VOTOS EM LULA E TEMER

Pai de quatro filhos que cresceram beneficiados pelo Bolsa Família, Pedro chorou ao contar como Alan, 17, precisou trocar o plano da faculdade de engenharia por um bico num mercado em troca de R$ 820 mensais (o plano é juntar dinheiro para a matrícula e parte das mensalidades futuras).

Em 2018, Alan vai votar pela primeira vez. “Se o Temer for candidato, voto nele. O governo dele é bom.”

Questionado sobre as acusações de corrupção contra o presidente, diz: “Todo presidente vai roubar”.

Sobre a fidelidade do pai a Lula, Alan comenta que “mesmo se filmarem ele roubando o dinheiro de alguém, o voto dele é Lula”.

Sueli Dumont, 44, que a reportagem da Folha acompanha desde 2005, posa em casa com a neta Emily, 10 (Bruno Santos/Folhapress)

O voto de Sueli Dumont, 44, também seguida pela reportagem há anos, será igualmente em Lula.

A desconfiança em relação à honestidade do petista é superada pela memória recente da melhora de vida.

Na vizinha Recife, onde mora em palafitas que brotaram nesta crise, o desempregado e pai de três filhos no Bolsa Família Leandro Nascimento, 32, diz que votaria em Lula em 2018. Isso mesmo que guardando “um pé atrás” por conta das denúncias de corrupção que atingem o petista.

Os cearenses Sandra Lira, 34, e o marido, João Helio, 45, pensam da mesma maneira.

“O povo vê tanta conversa na televisão que a pessoa fica com medo de certas coisas”, diz Sandra a respeito das suspeitas contra Lula.

Beneficiária de R$ 554 mensais do Bolsa Família em razão de seus oito filhos, Sandra diz que “pode ser” que vote mais uma vez no petista, o preferido do marido desempregado.

Na conversa, o casal se confundiu quanto a Lula ter sido “prefeito”, “governador” ou presidente do Brasil.

Barcos de pesca na comunidade de Brasília Teimosa, no Recife (Bruno Santos/Folhapress)

Falta de produtividade comprometeu o ritmo de queda na desigualdade

FERNANDO CANZIAN

A crise recente trouxe o pior resultado desde 1989 no processo de diminuição da desigualdade no país monitorado pelo FGV Social.

“Foi um desastre, mas a crise veio após anos muito positivos no mercado de trabalho e alguns programas sociais”, diz Marcelo Neri, diretor do FGV Social. “Em termos de pobreza, voltamos a 2012, mas não a 2003.”

Até a crise, diz, “tudo jogou a favor: desemprego em queda, mais formalidade, arrecadação e renda em alta e a desigualdade caindo”.

“Nesse ínterim, o ‘motor do navio’ quebrou e batemos na ‘ilha fiscal’. Daí a necessidade de reformas”, diz, sobre o rombo nas contas públicas.

Neri afirma que, apesar dos bons resultados até a crise, não houve ganhos de produtividade para tornar o processo sustentável.

Mais educação também não suscitou melhora da capacidade produtiva e a maior expectativa de vida, mudanças na Previdência.

Pelos critérios do FGV Social, até a crise, quanto mais pobre, maior foi a melhora na renda, o que levou à diminuição da desigualdade.

Estudos recentes incorporando a base de dados do IR dos 10% mais ricos alegam que a desigualdade não caiu no Brasil no período de 2007 a 2015.

Com esse ajuste dos dados, a desigualdade entre brasileiros seria maior e cairia menos.
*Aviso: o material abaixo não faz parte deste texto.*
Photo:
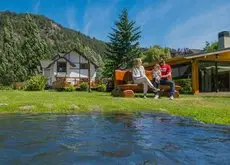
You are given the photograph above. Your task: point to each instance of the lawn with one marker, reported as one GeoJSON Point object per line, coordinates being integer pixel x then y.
{"type": "Point", "coordinates": [207, 109]}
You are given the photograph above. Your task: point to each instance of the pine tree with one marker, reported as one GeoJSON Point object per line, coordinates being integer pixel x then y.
{"type": "Point", "coordinates": [123, 47]}
{"type": "Point", "coordinates": [11, 68]}
{"type": "Point", "coordinates": [34, 48]}
{"type": "Point", "coordinates": [156, 53]}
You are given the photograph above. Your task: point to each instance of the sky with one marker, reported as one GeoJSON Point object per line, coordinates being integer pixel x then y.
{"type": "Point", "coordinates": [171, 23]}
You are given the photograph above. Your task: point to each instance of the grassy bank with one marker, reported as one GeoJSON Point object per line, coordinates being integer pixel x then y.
{"type": "Point", "coordinates": [206, 109]}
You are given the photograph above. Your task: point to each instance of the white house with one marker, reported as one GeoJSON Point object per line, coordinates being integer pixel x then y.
{"type": "Point", "coordinates": [74, 66]}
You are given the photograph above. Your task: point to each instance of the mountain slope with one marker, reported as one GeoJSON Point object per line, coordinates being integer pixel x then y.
{"type": "Point", "coordinates": [58, 38]}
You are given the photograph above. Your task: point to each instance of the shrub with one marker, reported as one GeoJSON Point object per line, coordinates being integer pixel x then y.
{"type": "Point", "coordinates": [70, 88]}
{"type": "Point", "coordinates": [116, 92]}
{"type": "Point", "coordinates": [19, 85]}
{"type": "Point", "coordinates": [84, 86]}
{"type": "Point", "coordinates": [2, 87]}
{"type": "Point", "coordinates": [101, 88]}
{"type": "Point", "coordinates": [186, 85]}
{"type": "Point", "coordinates": [36, 83]}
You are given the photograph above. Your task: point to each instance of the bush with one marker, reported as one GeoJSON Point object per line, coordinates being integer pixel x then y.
{"type": "Point", "coordinates": [101, 88]}
{"type": "Point", "coordinates": [2, 87]}
{"type": "Point", "coordinates": [70, 88]}
{"type": "Point", "coordinates": [19, 85]}
{"type": "Point", "coordinates": [84, 86]}
{"type": "Point", "coordinates": [36, 83]}
{"type": "Point", "coordinates": [186, 85]}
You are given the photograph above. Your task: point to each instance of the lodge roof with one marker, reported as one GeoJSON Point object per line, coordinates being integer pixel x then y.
{"type": "Point", "coordinates": [64, 54]}
{"type": "Point", "coordinates": [72, 64]}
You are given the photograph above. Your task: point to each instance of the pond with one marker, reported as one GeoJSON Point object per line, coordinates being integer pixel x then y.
{"type": "Point", "coordinates": [118, 138]}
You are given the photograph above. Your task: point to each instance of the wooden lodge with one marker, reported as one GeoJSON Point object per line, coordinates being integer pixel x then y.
{"type": "Point", "coordinates": [69, 68]}
{"type": "Point", "coordinates": [208, 71]}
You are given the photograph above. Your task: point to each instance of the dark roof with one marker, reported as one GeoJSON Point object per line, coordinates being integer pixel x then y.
{"type": "Point", "coordinates": [196, 51]}
{"type": "Point", "coordinates": [72, 64]}
{"type": "Point", "coordinates": [63, 54]}
{"type": "Point", "coordinates": [195, 55]}
{"type": "Point", "coordinates": [83, 55]}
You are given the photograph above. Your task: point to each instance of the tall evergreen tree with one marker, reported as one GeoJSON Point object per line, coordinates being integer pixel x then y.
{"type": "Point", "coordinates": [11, 68]}
{"type": "Point", "coordinates": [155, 53]}
{"type": "Point", "coordinates": [33, 48]}
{"type": "Point", "coordinates": [123, 46]}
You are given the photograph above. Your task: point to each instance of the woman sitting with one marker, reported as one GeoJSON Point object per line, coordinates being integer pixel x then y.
{"type": "Point", "coordinates": [139, 77]}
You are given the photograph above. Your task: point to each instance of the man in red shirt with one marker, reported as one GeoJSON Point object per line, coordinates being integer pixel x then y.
{"type": "Point", "coordinates": [166, 77]}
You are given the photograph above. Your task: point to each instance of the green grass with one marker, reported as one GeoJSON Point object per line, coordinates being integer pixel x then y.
{"type": "Point", "coordinates": [207, 109]}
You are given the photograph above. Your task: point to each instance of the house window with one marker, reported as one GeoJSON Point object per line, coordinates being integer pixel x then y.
{"type": "Point", "coordinates": [61, 67]}
{"type": "Point", "coordinates": [181, 71]}
{"type": "Point", "coordinates": [84, 66]}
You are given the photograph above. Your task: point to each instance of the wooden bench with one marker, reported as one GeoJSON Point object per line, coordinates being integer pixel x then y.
{"type": "Point", "coordinates": [124, 82]}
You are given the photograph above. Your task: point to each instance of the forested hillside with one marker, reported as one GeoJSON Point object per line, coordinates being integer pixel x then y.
{"type": "Point", "coordinates": [26, 39]}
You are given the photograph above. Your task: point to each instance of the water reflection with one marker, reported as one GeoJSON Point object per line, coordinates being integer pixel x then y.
{"type": "Point", "coordinates": [118, 138]}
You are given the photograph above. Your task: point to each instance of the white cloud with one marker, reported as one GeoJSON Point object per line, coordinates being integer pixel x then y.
{"type": "Point", "coordinates": [200, 28]}
{"type": "Point", "coordinates": [151, 13]}
{"type": "Point", "coordinates": [97, 17]}
{"type": "Point", "coordinates": [71, 17]}
{"type": "Point", "coordinates": [37, 6]}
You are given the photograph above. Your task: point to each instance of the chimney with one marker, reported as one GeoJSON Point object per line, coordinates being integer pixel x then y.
{"type": "Point", "coordinates": [224, 40]}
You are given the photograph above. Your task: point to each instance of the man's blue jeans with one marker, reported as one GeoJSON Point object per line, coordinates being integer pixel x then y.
{"type": "Point", "coordinates": [171, 85]}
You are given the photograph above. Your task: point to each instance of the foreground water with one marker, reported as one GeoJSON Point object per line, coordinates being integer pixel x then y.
{"type": "Point", "coordinates": [94, 138]}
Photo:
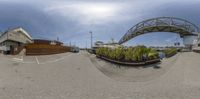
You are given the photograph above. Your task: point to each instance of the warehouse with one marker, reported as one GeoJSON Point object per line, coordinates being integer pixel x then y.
{"type": "Point", "coordinates": [13, 40]}
{"type": "Point", "coordinates": [17, 40]}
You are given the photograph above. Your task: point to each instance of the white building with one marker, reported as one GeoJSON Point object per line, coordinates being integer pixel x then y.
{"type": "Point", "coordinates": [12, 40]}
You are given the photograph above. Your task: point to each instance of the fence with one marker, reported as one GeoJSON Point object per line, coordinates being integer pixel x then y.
{"type": "Point", "coordinates": [45, 49]}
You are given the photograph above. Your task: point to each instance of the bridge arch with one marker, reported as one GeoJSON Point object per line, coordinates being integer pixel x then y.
{"type": "Point", "coordinates": [187, 30]}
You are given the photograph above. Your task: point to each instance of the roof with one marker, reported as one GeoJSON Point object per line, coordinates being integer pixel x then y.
{"type": "Point", "coordinates": [20, 29]}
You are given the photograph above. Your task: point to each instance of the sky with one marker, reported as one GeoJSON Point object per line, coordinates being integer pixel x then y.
{"type": "Point", "coordinates": [71, 20]}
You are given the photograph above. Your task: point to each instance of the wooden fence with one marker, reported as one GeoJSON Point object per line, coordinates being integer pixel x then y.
{"type": "Point", "coordinates": [45, 49]}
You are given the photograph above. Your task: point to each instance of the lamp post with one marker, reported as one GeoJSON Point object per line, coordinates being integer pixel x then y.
{"type": "Point", "coordinates": [91, 39]}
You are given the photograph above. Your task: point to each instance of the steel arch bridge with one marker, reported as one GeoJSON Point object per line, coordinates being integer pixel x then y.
{"type": "Point", "coordinates": [161, 24]}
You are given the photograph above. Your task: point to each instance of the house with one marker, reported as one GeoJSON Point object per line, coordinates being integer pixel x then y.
{"type": "Point", "coordinates": [13, 40]}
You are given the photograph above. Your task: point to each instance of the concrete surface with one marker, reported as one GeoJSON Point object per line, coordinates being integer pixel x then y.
{"type": "Point", "coordinates": [76, 76]}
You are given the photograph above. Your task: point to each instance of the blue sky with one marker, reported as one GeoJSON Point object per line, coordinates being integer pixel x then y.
{"type": "Point", "coordinates": [71, 20]}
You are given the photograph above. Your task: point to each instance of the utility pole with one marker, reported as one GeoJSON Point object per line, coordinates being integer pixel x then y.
{"type": "Point", "coordinates": [91, 39]}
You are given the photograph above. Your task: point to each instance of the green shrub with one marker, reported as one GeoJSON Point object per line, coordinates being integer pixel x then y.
{"type": "Point", "coordinates": [138, 53]}
{"type": "Point", "coordinates": [170, 52]}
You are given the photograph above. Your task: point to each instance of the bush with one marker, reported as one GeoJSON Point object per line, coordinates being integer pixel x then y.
{"type": "Point", "coordinates": [170, 52]}
{"type": "Point", "coordinates": [138, 53]}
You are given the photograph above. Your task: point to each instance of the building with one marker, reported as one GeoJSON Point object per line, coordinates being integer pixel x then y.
{"type": "Point", "coordinates": [50, 42]}
{"type": "Point", "coordinates": [13, 40]}
{"type": "Point", "coordinates": [45, 47]}
{"type": "Point", "coordinates": [16, 40]}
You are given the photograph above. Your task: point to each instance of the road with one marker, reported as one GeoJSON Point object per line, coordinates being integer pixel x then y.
{"type": "Point", "coordinates": [76, 76]}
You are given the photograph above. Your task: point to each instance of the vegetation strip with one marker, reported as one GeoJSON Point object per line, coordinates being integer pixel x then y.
{"type": "Point", "coordinates": [139, 55]}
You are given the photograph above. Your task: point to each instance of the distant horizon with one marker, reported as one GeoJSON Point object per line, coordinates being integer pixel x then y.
{"type": "Point", "coordinates": [71, 21]}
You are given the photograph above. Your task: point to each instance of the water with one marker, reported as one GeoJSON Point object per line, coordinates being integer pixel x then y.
{"type": "Point", "coordinates": [161, 55]}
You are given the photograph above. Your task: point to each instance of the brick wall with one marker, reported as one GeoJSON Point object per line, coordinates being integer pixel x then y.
{"type": "Point", "coordinates": [45, 49]}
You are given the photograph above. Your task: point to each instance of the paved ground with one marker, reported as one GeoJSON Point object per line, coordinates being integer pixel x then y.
{"type": "Point", "coordinates": [76, 76]}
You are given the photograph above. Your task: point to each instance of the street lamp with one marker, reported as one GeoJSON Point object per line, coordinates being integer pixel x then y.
{"type": "Point", "coordinates": [91, 39]}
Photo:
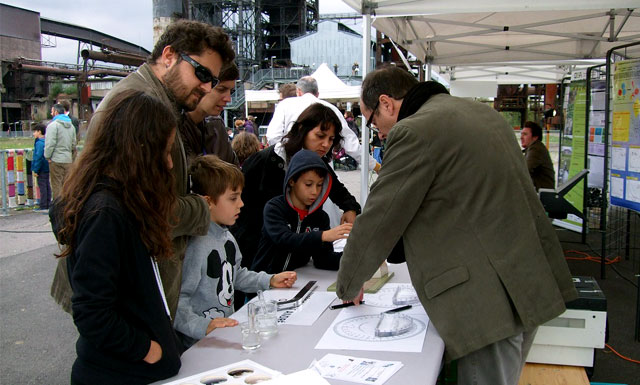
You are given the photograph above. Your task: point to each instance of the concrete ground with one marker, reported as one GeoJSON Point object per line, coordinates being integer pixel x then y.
{"type": "Point", "coordinates": [37, 339]}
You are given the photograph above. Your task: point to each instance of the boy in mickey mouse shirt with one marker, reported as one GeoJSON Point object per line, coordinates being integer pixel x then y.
{"type": "Point", "coordinates": [211, 269]}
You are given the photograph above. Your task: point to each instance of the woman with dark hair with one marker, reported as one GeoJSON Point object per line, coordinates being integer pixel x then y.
{"type": "Point", "coordinates": [316, 129]}
{"type": "Point", "coordinates": [114, 217]}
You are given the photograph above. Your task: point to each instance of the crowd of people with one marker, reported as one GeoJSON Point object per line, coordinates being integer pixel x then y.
{"type": "Point", "coordinates": [166, 223]}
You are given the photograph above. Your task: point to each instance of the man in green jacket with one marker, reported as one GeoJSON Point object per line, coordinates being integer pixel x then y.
{"type": "Point", "coordinates": [59, 147]}
{"type": "Point", "coordinates": [537, 156]}
{"type": "Point", "coordinates": [482, 255]}
{"type": "Point", "coordinates": [182, 68]}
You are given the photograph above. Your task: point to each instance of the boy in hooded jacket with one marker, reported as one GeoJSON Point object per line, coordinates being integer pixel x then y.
{"type": "Point", "coordinates": [295, 227]}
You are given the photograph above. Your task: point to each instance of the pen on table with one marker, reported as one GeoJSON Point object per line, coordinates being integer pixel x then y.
{"type": "Point", "coordinates": [346, 304]}
{"type": "Point", "coordinates": [398, 309]}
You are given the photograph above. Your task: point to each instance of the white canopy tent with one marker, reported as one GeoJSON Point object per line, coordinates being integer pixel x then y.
{"type": "Point", "coordinates": [331, 88]}
{"type": "Point", "coordinates": [498, 39]}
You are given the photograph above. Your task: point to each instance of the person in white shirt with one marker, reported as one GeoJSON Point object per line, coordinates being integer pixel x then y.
{"type": "Point", "coordinates": [288, 110]}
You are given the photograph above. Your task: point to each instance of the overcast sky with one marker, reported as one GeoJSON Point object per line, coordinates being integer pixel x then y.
{"type": "Point", "coordinates": [130, 20]}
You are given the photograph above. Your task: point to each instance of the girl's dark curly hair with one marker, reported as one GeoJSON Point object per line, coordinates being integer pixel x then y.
{"type": "Point", "coordinates": [313, 116]}
{"type": "Point", "coordinates": [129, 145]}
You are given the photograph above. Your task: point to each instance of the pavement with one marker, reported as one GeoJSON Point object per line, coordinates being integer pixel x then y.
{"type": "Point", "coordinates": [37, 338]}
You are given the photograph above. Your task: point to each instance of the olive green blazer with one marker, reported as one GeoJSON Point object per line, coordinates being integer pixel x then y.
{"type": "Point", "coordinates": [483, 256]}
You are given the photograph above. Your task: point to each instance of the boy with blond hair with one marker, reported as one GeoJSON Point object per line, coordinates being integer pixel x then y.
{"type": "Point", "coordinates": [211, 270]}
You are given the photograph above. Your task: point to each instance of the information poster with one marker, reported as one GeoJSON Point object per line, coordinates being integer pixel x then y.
{"type": "Point", "coordinates": [625, 135]}
{"type": "Point", "coordinates": [573, 148]}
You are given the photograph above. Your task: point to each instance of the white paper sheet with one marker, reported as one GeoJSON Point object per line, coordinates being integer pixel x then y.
{"type": "Point", "coordinates": [254, 372]}
{"type": "Point", "coordinates": [634, 159]}
{"type": "Point", "coordinates": [618, 158]}
{"type": "Point", "coordinates": [354, 369]}
{"type": "Point", "coordinates": [633, 190]}
{"type": "Point", "coordinates": [304, 315]}
{"type": "Point", "coordinates": [306, 377]}
{"type": "Point", "coordinates": [617, 187]}
{"type": "Point", "coordinates": [354, 329]}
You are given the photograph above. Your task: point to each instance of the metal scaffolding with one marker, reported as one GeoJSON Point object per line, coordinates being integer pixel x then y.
{"type": "Point", "coordinates": [260, 29]}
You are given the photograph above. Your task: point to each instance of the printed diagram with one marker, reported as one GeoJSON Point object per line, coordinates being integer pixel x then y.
{"type": "Point", "coordinates": [363, 328]}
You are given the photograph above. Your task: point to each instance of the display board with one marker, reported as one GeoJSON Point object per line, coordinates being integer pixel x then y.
{"type": "Point", "coordinates": [573, 148]}
{"type": "Point", "coordinates": [625, 136]}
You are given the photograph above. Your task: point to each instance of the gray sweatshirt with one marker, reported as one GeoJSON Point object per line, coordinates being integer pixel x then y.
{"type": "Point", "coordinates": [210, 272]}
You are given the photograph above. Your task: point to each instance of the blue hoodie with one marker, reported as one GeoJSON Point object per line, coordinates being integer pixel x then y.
{"type": "Point", "coordinates": [39, 164]}
{"type": "Point", "coordinates": [290, 236]}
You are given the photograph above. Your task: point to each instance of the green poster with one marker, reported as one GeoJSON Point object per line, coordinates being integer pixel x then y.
{"type": "Point", "coordinates": [573, 150]}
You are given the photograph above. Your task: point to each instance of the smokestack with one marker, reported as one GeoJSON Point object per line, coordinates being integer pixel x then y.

Por outro lado, diz Neri, “seguindo este mesmo ajuste dos dados, a renda média do brasileiro seria maior e cresceria mais”.

“Se temos mais desigualdade, temos também mais crescimento. A renda de quem declara IR subiu três vezes mais que o PIB.”

Outro indicativo da queda na desigualdade seria que, entre 2003 e 2014, enquanto o PIB aumentou 28% e a renda média dos brasileiros, 62%, o comércio cresceu 112%.

“Em que pese o aumento no crédito, o que explica a diferença entre a alta do PIB e o comércio é a combinação de menos desigualdade com mais renda. Sem isso, a conta não fecha”, diz Neri.